Like a lot of us, I read it and it saddened me, but i was determined to unlook. There’s so much in this country to get one down, and in a lot of instances we have to choose between the paralysis of helpless despair and the stoicism of propelling onwards with our lives.
However, the larger systemic things that militate against us as Nigerians manifest themselves also in small ways. Indeed, the endless killings in different parts of the country and the ease with which we condemn young lives to death or cruel sentences are one and the same.
The God that many of us profess to worship is allegedly a God of Mercy. The word “mercy” appears no less than 113 times in the Quran because 113/114 of the chapters begin with a pronouncement of God’s mercy. We, however, made in his image, do not mirror this quality. Why is that?

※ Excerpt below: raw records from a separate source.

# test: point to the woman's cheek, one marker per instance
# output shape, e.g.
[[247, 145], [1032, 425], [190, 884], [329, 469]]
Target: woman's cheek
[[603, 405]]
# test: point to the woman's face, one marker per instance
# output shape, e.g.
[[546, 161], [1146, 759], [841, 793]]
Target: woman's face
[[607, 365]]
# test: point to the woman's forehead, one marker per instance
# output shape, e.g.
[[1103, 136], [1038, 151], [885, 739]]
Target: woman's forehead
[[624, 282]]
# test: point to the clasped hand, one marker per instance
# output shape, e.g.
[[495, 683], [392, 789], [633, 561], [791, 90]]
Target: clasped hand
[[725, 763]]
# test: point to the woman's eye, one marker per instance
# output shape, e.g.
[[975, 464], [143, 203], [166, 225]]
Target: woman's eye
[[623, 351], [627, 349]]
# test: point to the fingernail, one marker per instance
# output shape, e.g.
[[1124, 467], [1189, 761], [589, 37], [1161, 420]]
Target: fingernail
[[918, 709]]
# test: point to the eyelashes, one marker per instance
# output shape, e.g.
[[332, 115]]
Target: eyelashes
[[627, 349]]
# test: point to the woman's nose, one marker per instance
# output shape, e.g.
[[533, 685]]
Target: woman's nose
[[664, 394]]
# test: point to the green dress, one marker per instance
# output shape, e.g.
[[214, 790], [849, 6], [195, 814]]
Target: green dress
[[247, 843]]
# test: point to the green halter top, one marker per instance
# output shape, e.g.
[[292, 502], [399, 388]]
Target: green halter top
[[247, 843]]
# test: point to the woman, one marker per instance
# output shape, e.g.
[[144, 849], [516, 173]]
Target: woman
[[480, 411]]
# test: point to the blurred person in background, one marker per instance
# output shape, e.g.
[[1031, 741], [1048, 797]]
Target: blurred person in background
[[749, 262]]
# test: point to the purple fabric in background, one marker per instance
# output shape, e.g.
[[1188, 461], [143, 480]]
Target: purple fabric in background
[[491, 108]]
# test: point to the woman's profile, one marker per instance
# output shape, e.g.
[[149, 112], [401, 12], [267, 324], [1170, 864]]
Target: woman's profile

Even Islamic jurisprudence recognizes mercy, and the role it plays in achieving justice. If a state government has decided that its stands in the word of God to proclaim a child guilty and ultimately ruin his life, then it has chosen religious adherence over the mercy of God.
It is not an accident that we are a country where life has become so cheap to claim, for herdsmen and terrorists and even police alike. This is the link between economic injustices of mass poverty and the fire that has long been set to our values and morality.
The @AuschwitzMuseum Director wrote to @MBuhari offering to serve this young boy’s sentence. We have somehow been so inured to how cheap Nigerian lives have become that this story did not make most of us bat an eyelid. It has freed our govts to make our lives even cheaper.
And our lives will only get cheaper.